Anemll engineers ran a 400‑billion‑parameter AI model on an iPhone 17 Pro, streaming weights directly from the device's SSD at 0.6 tokens per second. The team bypassed the phone's 12 GB RAM limit by reading model data on demand. The proof of concept shows massive language models can operate on consumer smartphones without cloud connections. Performance remains too slow for real‑time chat, yet the technique opens a path toward privacy‑first AI apps that keep sensitive data on device.
What's new: Flash‑MoE, a mixture of experts architecture, activates only a tiny subset of the model's 400 billion parameters for each token. That selective approach cuts active memory demand. The SSD feeds weights to the GPU in slices, turning storage speed into the main bottleneck. Each token takes roughly two seconds to generate, a pace that rules out fluid conversations but suits offline drafting or summarization tasks.
How it works: A token represents the smallest unit of text the model processes. Conventional inference loads the entire model into RAM, which would require over 200 GB. Anemll's method reads only the active parameters from flash storage, so the phone handles a fraction of the total weight at any moment.
Trade‑offs in battery and hardware wear: Sustained inference drains the battery significantly. SSD read cycles increase substantially under continuous use, potentially shortening device longevity with heavy workloads. The phone stays cool during short sessions, yet extended generation heats the chassis. Developers will need to balance power draw against user expectations for always‑on AI features.
Market momentum: Edge AI chip shipments reached 44.2% of all AI chip volume in 2025, according to Mordor Intelligence. Meanwhile, Pew Research found that 85% of U.S. consumers expect stronger privacy protections, reinforcing demand for on‑device inference.
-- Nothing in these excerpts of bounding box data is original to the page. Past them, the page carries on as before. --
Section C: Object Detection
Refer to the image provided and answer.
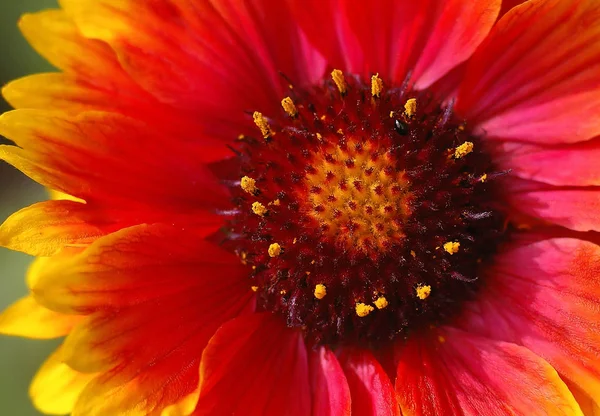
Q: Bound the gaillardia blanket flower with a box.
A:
[0,0,600,416]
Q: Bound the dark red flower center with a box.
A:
[225,71,504,345]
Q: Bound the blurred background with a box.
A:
[0,0,58,416]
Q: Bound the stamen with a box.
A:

What it means for developers: Prototyping privacy‑first apps becomes practical. Medical note‑taking, legal document review, and personal journaling can now run entirely offline. Real‑time chat remains out of reach until storage speeds double or model architectures shrink further. The technique may also reduce cloud costs for enterprises willing to trade latency for data sovereignty.
Will storage‑streamed models enable everyday privacy‑first AI on smartphones, or will cloud‑based inference continue to dominate for speed‑sensitive tasks?